La campana de la pelea Obama-Romney ha sonado. Se intercambian las primeras palabras, surgen las primeras fricciones, tenemos la primera idea clara sobre qué tipo de campaña veremos a lo largo de los próximos seis meses. Aunque desde hace semanas era inevitable que la elección de noviembre se disputara entre los dos candidatos, ha sido hasta días recientes cuando hemos podido atestiguar el salto de los contendientes al cuadrilátero.
La campaña presidencial comienza con varios datos duros que vale la pena repasar.
Obama llega a la reelección con el índice de desempleo más alto en varias décadas; con un índice de aprobación que bordea peligrosamente la frontera de la minoría; y con una economía que hoy por hoy no queda claro en qué estado llegará a noviembre —la aceleración del crecimiento de principio de año se ha visto ralentizada por unas cifras de creación de empleo en marzo muy por debajo de lo esperado—.

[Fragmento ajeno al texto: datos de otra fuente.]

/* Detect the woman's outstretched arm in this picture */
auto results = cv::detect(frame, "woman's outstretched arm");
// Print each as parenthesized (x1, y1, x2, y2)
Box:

Romney, por su parte, comienza la campaña después una larguísima lucha interna que le ha dejado marginado en sectores clave de su partido; tocado en imagen ante una opinión pública que duda de su autenticidad e intenciones; y ante el reto de construir en pocos meses una infraestructura de campaña a nivel nacional que vaya más allá de los bastiones republicanos.
Los primeros intercambios entre los candidatos arrojan luz sobre los ejes temáticos en torno a los cuales gira la campaña. En orden de importancia, los tres principales son la economía, el papel y tamaño del gobierno y la seguridad exterior —que no la política exterior—.
El tema económico, sin duda, será el eje. Romney atacará frontalmente —y parece que sin escrúpulos— para intentar desacreditar por cualquier vía posible las políticas de Obama. Del estímulo económico de 2010 —clave para evitar la doble recesión— al exitoso rescate de Ford y General Motors, pasando por la estrategia para estimular el crecimiento y atajar el déficit. El candidato republicano, en otras palabras, intentará destruir la reputación de Obama como líder competente en temas económicos y ofrecerse como la única salida a la encrucijada económica (digo sin escrúpulos porque varias de estas políticas han sido indiscutiblemente exitosas, y porque Romney en algún momento apoyó posiciones muy similares).
La naturaleza del segundo tema es filosófica. ¿Gobierno grande o pequeño? ¿Intervencionista o partidario del laissez faire, laissez passer? Una vez más, Romney intentará caracterizar a Obama como el presidente del gasto, la expansión del gobierno y la ineficacia burocrática —será interesante ver si se anima a cruzar la delgada línea que separa el sentido común de la chabacanería y acusa a Obama directamente de ser socialista—. En este caso Romney camina sobre terreno minado. Además de que la mayoría de los estadounidenses apoyan de una forma u otra la participación del gobierno en la vida económica, la elección llega en un momento en el que las desigualdades sociales rozan sus máximos históricos. El debate en este caso —si Obama lo sabe enmarcar— será entre un modelo cuasi plutocrático y un estado liberal moderno que al tiempo que adelgaza ciertos excesos mantiene las prerrogativas necesarias para regular e intervenir en asuntos clave.
El tema de la seguridad exterior será la tercera línea de ataque. El argumento es plano y maniqueo: Obama no es lo suficientemente patriota para resguardar la seguridad de Estados Unidos y sus aliados. Los recortes en el gasto militar, la política hacia Israel y el manejo de la relación con Irán y su programa nuclear serán caracterizadas como posiciones insostenibles e irresponsables que ponen en riesgo la seguridad del país.
A seis meses vista, el escenario más probable sigue apuntado a que la coraza de Obama es lo suficientemente fuerte para resistir los embates.